As school boards become new battlegrounds for the country's bitterly divided electorate, voters in the Littleton Public Schools Board of Education election rejected hot-button issues, electing candidates steeped in public education experience.
The race itself proved to be an outlier among other board races in districts across the Denver metro area, such as Douglas County and Cherry Creek, that saw tensions rise between candidates over mask-wearing policies. Candidates for LPS school board largely stayed above the fray, unanimously agreeing that masking policies had to be followed.
One candidate, however, staked much of his campaign on his opposition to critical race theory, another divisive flashpoint that has swept across school districts. Dale Elliott, an Air Force veteran, came in last in the race, signaling most voters' lack of desire to engage in the issue. Instead, voters' top two picks for board seats were a board incumbent and a community college educator.
Angela Christensen, who was appointed to finish a term on the board last year, topped the other four candidates with 26.2% of the vote.
Christensen has volunteered more than 8,500 hours for LPS and has served on several educational committees.
“I feel like it was evident that our district values experience,” Christensen said in an interview with Colorado Community Media. “It felt good that what I thought was true was actually true.”
In second place was Joan Anderssen, a current faculty member at Arapahoe Community College, who secured 22.7% of the vote. Anderssen said she is excited to get to work on projects that will fundamentally improve students' learning experience.
Two key campaign pledges for her were bolstering the recently unveiled Career Exploration Center to hone students' trade skills for employment following high school, as well as shoring up concurrent enrollment, in which students simultaneously earn high school and college credits.
"I think we're going to have a strong board," Anderssen said.
The third and final seat was won by Andrew Graham, president and CEO of a healthcare consulting firm, with 19.8% of the vote.
Graham focused on mental health during his campaign and said the district needed more resources and open discussions about the ever-present crisis amongst students, faculty and staff.
“(Students are) still going through a very rough social time,” Graham said. “Mental health is at the center of coming back together.”
Jon Lisec, a software engineer, fell short of the votes needed to win a seat on the board, coming in fourth with 17.1% of the vote. Elliot, the air force veteran, came last with 14.2% of the vote.

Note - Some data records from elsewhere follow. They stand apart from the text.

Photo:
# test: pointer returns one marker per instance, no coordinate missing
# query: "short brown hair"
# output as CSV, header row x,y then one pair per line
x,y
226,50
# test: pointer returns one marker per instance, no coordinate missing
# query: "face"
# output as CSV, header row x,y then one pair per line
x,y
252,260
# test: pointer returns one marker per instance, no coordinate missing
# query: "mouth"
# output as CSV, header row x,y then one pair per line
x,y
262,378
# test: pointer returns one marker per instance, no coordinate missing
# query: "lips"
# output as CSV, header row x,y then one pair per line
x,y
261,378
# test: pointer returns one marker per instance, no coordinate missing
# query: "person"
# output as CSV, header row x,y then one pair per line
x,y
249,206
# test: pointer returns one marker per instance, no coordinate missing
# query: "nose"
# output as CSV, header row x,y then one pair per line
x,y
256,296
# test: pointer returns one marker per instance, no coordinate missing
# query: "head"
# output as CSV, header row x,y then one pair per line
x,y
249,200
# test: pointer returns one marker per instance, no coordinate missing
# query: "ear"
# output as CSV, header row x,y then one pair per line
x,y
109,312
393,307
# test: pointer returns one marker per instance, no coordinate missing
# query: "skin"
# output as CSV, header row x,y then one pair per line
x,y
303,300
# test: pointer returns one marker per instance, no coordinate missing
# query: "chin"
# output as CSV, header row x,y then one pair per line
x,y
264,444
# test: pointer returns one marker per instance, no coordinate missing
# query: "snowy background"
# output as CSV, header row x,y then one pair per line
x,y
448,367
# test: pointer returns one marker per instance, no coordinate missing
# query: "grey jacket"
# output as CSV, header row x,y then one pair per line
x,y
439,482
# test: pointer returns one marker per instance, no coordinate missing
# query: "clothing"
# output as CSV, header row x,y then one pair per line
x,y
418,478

Along with critical race theory, Elliott had made several comments during an Oct. 6 forum that veered into controversy. On equity, Elliott was the only candidate to explicitly say he opposed tailoring students' education to meet their needs, saying it was “hard to achieve” and that “in our country today we're trying to force that.” He also said he thinks Planned Parenthood “kills kids,” eliciting several gasps from audience members.
But most voters did not choose to elect Elliott to a board seat, instead opting for candidates who largely refrained from politically charged messaging.
Christensen, the board incumbent, said she was encouraged that LPS “kept politics out of the board” during the race.
“We have something really special in LPS that some of our larger neighboring districts have lost,” she said. “We've preserved the integrity of the education of the board of LPS.”
Graham, the healthcare consultant, said he still welcomes a diverse set of views from board members and the community but that everyone needs to strive to work together.
“At the end of the day we are a pretty cohesive, looking out for ourselves group,” he said. “I'm proud of us.”
By avoiding much of the furor that has turned other school races into political spectacles, candidates said they were able to focus more on the pressing issues facing LPS.
Funding remains a challenge for the district, which has been forced to close several schools in the recent few years over budgetary restrictions.
Christensen said the failure of statewide propositions 119 and 120, which some opponents feared would have diverted state money for education, is a win for public education funding. She now hopes that state lawmakers will be ready to work with districts like LPS to find sustainable funding solutions as opposed to continuing “putting on Band-Aids,” Christensen said.
“We have to remain optimistic,” she said. “There's still a lot of work to do.”
Despite the challenges, Graham said LPS is not a “broken school district” and has vowed to work with board members to “Keep us at a level of excellence that we've become very used to.”
“I like this new board. This looks like a very collaborative group,” he said.